En lo que va del año, el marketing en el sector retail peruano muestra una tendencia clara hacia la especialización de los espacios. Ya no se trata solo de asegurar la disponibilidad del producto o negociar precios competitivos. Hoy, el diferencial estratégico reside en cómo las marcas logran una presencia física destacada en la tienda. Casos recientes, como la alianza entre Tai Loy y Faber-Castell o la colaboración entre Tambo y Pilsen Callao, demuestran que las marcas líderes apuestan por intervenir el punto de venta de manera integral. Esta estrategia busca ofrecer una experiencia de compra que complemente la eficiencia del canal digital con los beneficios de la presencialidad.
Un ejemplo relevante es el de Tai Loy y Faber-Castell en su tienda de Miraflores. En este caso, la colaboración se centra en la autoridad de categoría. Al integrar la identidad visual del fabricante en el diseño exterior y la fachada del retailer, ambas empresas logran que el local sea percibido como un centro especializado en creatividad. Para un gerente de marketing, esto representa una transferencia de valor mutua: Faber-Castell aporta su posicionamiento de calidad y Tai Loy, su cercanía con el consumidor. Este enfoque ayuda a que el cliente valore la experiencia y el asesoramiento por encima del precio, lo que diferencia a la marca frente a opciones más genéricas o de bajo costo.
La propuesta de Tambo y Pilsen Callao en su local de Surco aplica una lógica distinta que se enfoca en la relevancia dentro del momento de consumo. Mientras que el cliente de una tienda de útiles suele planificar su compra, el de una tienda de conveniencia busca rapidez. En este escenario, la tienda inmersiva de Pilsen utiliza el entorno físico para reforzar su concepto de socialización en el lugar exacto donde se toma la decisión de compra. Es un esfuerzo de marketing que busca que el consumidor asocie la tienda con una experiencia agradable. Así, mientras que la competencia sufre un bloqueo visual, se genera una conexión emocional inmediata en un formato que suele ser puramente transaccional.

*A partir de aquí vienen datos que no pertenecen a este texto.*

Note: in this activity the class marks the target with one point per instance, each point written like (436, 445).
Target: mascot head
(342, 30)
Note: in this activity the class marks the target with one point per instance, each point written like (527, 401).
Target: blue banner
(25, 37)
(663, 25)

¿Cuál es el objetivo de intervenir fachadas y locales completos de esta manera? La intención principal es lograr una presencia visual dominante en zonas de alto tráfico. En un entorno saturado de publicidad digital, una tienda con un diseño temático destacado se convierte en un punto de referencia que el consumidor registra con más facilidad. Además, estos espacios están diseñados para fomentar que el usuario comparta su experiencia de forma orgánica en redes sociales. De esta manera, el punto de venta físico deja de ser solo un lugar de despacho para convertirse en un canal de comunicación muy eficiente para la marca.
Desde una perspectiva de negocio, estos formatos también impactan en la relación con el cliente a largo plazo. En el retail tradicional, el éxito se mide casi de forma exclusiva por la rotación del inventario. Sin embargo, en estos modelos de colaboración, también se valora el tiempo que el consumidor interactúa con la marca. Un cliente que recorre una zona interactiva en Tai Loy o que reconoce la estética de Pilsen en un Tambo desarrolla una afinidad que va más allá de una promoción puntual. Esto demuestra que el entorno físico, cuando está bien ejecutado, ayuda a sostener el posicionamiento premium de los productos, al ofrecer un contexto de calidad que el entorno digital no siempre puede transmitir.
Este avance de las tiendas temáticas en el Perú resalta una evolución en la manera en que fabricantes y minoristas trabajan juntos. La relación ha pasado de ser una negociación por espacios de exhibición a una colaboración creativa para atraer al público. El éxito de estas iniciativas en el 2026 sugiere que el futuro del retail físico no depende de intentar igualar la inmediatez del e-commerce, sino de potenciar sus propias fortalezas, como la conexión emocional y la posibilidad de ofrecer un entorno tangible y diferenciado.
La transformación del retail que se vive en el mercado peruano refleja una apuesta por mejorar la calidad de la interacción en el punto de venta, más allá de la simple compra y venta de productos. Las colaboraciones que hemos visto este año nos enseñan que el consumidor valora encontrar propuestas que le ofrezcan una mejor experiencia durante su visita. Ya sea a través del fomento de la creatividad o de la conexión con momentos de socialización, las marcas líderes demuestran que el punto de venta aún constituye un escenario clave para construir una relación sólida y duradera con el público.